A feature article in the Financial Times (accessible through Google News) by John Reed on tensions within Jerusalem is full of bias that seems to indicate that Reed has fully adopted the Palestinian narrative and terminology.
Reed writes:
Visits in the autumn by rightwing Jewish politicians and activists to Haram al-Sharif — site of the Muslim al-Aqsa mosque and known to Israelis as Temple Mount — have upset Palestinians, who were also angered by the summer’s Israeli military campaign in the Gaza Strip and a breakdown of Israeli-Palestinian political relations after the collapse of peace talks.
He fails to acknowledge the importance of the Temple Mount as Judaism’s holiest site, instead prioritizing the Muslim name for the site. He repeats this later in the article where he refers to:
some Israeli rightwingers’ demands for the right to pray at al-Aqsa, Islam’s third-holiest site, and a place reserved for Muslim worship since Israel occupied East Jerusalem during the six-day war.

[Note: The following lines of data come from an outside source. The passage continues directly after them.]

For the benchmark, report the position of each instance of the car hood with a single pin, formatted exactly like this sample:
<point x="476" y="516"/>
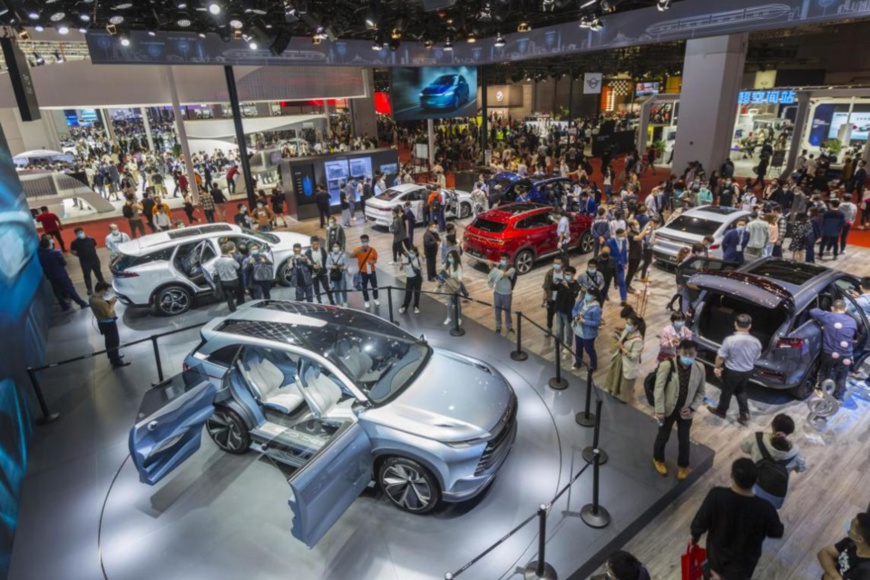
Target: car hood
<point x="455" y="398"/>
<point x="437" y="89"/>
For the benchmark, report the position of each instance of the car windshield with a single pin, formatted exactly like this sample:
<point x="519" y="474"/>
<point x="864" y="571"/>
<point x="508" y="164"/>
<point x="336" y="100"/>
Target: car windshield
<point x="266" y="238"/>
<point x="380" y="359"/>
<point x="694" y="225"/>
<point x="390" y="195"/>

Reed even acknowledges that al-Aqsa is Islam’s third-holiest site yet there is still no acknowledgment of the Temple Mount’s status for Jews. In addition, no Jews have demanded the right to pray “at al-Aqsa.” After all, why would a Jew wish to pray in a mosque? Rather, some Jews wish to pray on the Temple Mount compound without interfering with existing Muslim holy sites or prayer arrangements.
Reed then quotes a Palestinian woman who says:
“We don’t enter the Western Wall” — the place where Jews pray — she says, and Jews should not enter what she calls “a holy Muslim, Palestinian site.”
Reed has ignored the fact that freedom of worship is enshrined in Israeli law. Therefore, there is nothing to prevent any Arabs, non-Jews or any other religion from visiting any holy sites in Jerusalem, including the Western Wall. Reed, through portraying the Temple Mount as an exclusively Muslim site has effectively disguised the inherent prejudice expressed by the Palestinian woman as reflected by PA Chairman Mahmoud Abbas who has openly stated that the presence of Jews on the Temple Mount defiles Muslim holy sites.
Regarding Israel’s security barrier, Reed states that:
much of the West Bank [is] sealed off behind Israel’s decade-old security wall.
Considering less than 10% of the barrier is a wall, most of which is a chain-link fence, this is factually inaccurate terminology. But perhaps that isn’t surprising when you examine the source of the accompanying map in the article.
The source “NAD-NSU,” as seen in the bottom right corner of the map, is the PLO’s Negotiations Affairs Department Negotiations Support Unit. Hence the loaded term “The Wall” on the map.
Reed writes about:
the revenge killing of Abu Khdeir, a Palestinian teenager who Jewish youths beat and burnt to death in a tit-for-tat attack on the eve of the Gaza war.
“Tit-for-tat attack?” While the killing of Abu Khdeir was an inexcusable act, Reed has virtually erased the kidnapping and murder of three Israeli teens by Palestinian terrorists that sparked much of the events that followed.
Reed is determined to present Jerusalem as a city divided in every possible way. Yet he refers to “French Hill, an overwhelmingly Jewish neighbourhood” but fails to elaborate. Maybe because this would mean explaining a reality that disturbs Reed’s one-sided framing of the story. The other residents of French Hill are Arabs by virtue of the fact that Palestinian residents of Jerusalem are legally entitled to live anywhere within the city’s municipal boundaries.
Just another inconvenient truth for John Reed that might bring into question his biased view of Jerusalem as narrated by the Palestinians.
Readers of the FT, many of whom support a peaceful resolution to the Arab-Israeli conflict, are left with a severe misunderstanding of the issues when they read articles like this, which ultimately leads to more conflict and misunderstanding.